Ilustrasi.
Ekbis

Pengusaha Makanan-Minuman Ketar-Ketir Dampak PP Kesehatan yang Baru

Channel9.id, Jakarta – Gabungan Produsen Makanan dan Minuman (Gapmmi) meminta pemerintah mengkaji dampak penerbitan PP Kesehatan yang baru. Sebab, PP Kesehatan teranyar tersebut berisiko memukul industri pengolahan mamin hingga sebabkan pemutusan hubungan kerja (PHK) massal.

Adapun, pemerintah baru-baru ini menerbitkan Peraturan Pemerintah (PP) No. 28/2024 terkait Pelaksanaan Undang-Undang (UU) No. 17/2023 tentang Kesehatan. Beleid ini bertujuan untuk menurunkan risiko Penyakit Tidak Menular (PTM) yang bersumber dari konsumsi Gula, Garam, dan Lemak (GGL).

Ketua Umum Gapmmi Adhi S. Lukman mengatakan ada berbagai poin yang menjadi penghambat yaitu pemungutan cukai, pelarangan iklan, promosi, serta sponsor kegiatan pada waktu, lokasi, dan kelompok sasaran tertentu, untuk produk-produk pangan olahan yang melebihi batas gula, garam, lemak.

“Menentukan batas maksimal gula, garam, lemak dalam produk pangan olahan saja, tentu tidak akan efektif menurunkan angka penyakit tidak menular, dikarenakan konsumsi gula, garam, lemak masyarakat, hanya sebagian kecil yang dikontribusikan oleh produk pangan olahan,” kata Adhi dalam siaran pers, dikutip Kamis (22/8/2024).

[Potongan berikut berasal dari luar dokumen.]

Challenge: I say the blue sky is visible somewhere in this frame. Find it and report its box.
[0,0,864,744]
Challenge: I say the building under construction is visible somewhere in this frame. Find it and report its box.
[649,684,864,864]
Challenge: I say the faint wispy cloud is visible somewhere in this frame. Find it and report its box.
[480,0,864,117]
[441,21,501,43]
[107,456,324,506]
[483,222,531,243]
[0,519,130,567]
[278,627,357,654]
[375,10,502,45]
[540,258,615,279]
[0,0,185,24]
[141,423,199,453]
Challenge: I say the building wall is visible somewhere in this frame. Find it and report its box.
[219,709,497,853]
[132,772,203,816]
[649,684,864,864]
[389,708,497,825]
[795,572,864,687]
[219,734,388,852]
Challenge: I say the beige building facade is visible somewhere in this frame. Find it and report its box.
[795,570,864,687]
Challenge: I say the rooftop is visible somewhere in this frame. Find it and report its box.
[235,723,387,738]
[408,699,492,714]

Adhi menuturkan bahwa pemungutan cukai dan pelarangan iklan dan promosi ini akan mengurangi ruang gerak pelaku usaha pangan olahan dalam menjalankan usaha dan menjangkau konsumen sebagai target market dari produk-produknya. Padahal, industri makanan minuman merupakan salah satu sektor strategis penopang ekonomi nasional dan penyumbang pendapatan domestik bruto (PDB) industri nonmigas sebesar 39,10% dan 6,55% terhadap PDB nasional pada 2023.

Terlebih, di tengah perlambatan pertumbuhan industri makanan minuman saat ini, industri makanan minuman akan makin sulit berkembang, kehilangan daya saing, serta berisiko untuk tutup beroperasi dan mengurangi lapangan pekerjaan atau PHK massal. Dalam hal ini, pihaknya memang mendukung tujuan baik pemerintah untuk menciptakan Masyarakat Indonesia lebih sehat dengan mengurangi Penyakit Tidak Menular tersebut.

Namun, Gapmmi memandang bahwa Peraturan Pemerintah tersebut seolah membebankan seluruh permasalahan Penyakit Tidak Menular (PTM) kepada produsen pangan olahan semata. Menurut dia, faktor risiko PTM disebabkan oleh banyak faktor yang meliputi gaya hidup, kurangnya aktivitas fisik, kurangnya asupan cairan ke dalam tubuh, pengelolaan stres serta pola konsumsi makanan dan minuman sehari-hari yang tidak seimbang.

“Kondisi gangguan kesehatan tidak berasal dari kekurangan atau kelebihan mengonsumsi jenis pangan tertentu sehingga bukan hanya berasal dari konsumsi pangan olahan saja,” ujarnya.

Adhi mengutip kajian IPB tahun 2019 yang menyebutkan bahwa produk pangan olahan hanya menyumbang sebagian kecil dari konsumsi gula, garam, dan lemak masyarakat.

Konsumsi masyarakat terhadap gula, garam dan lemak didominasi oleh Pangan Non-Olahan seperti kuliner dan makanan sehari-hari yang dimasak di rumah tangga sebesar 70%, sementara Pangan Olahan hanya sebesar 30%. Lebih lanjut, Adhi menjelaskan bahwa penentuan satu batas maksimum gula, garam, dan lemak untuk berbagai kategori produk makanan dan minuman, akan sangat sulit diterapkan mengingat setiap produk memiliki karakteristik tertentu yang sangat bervariasi.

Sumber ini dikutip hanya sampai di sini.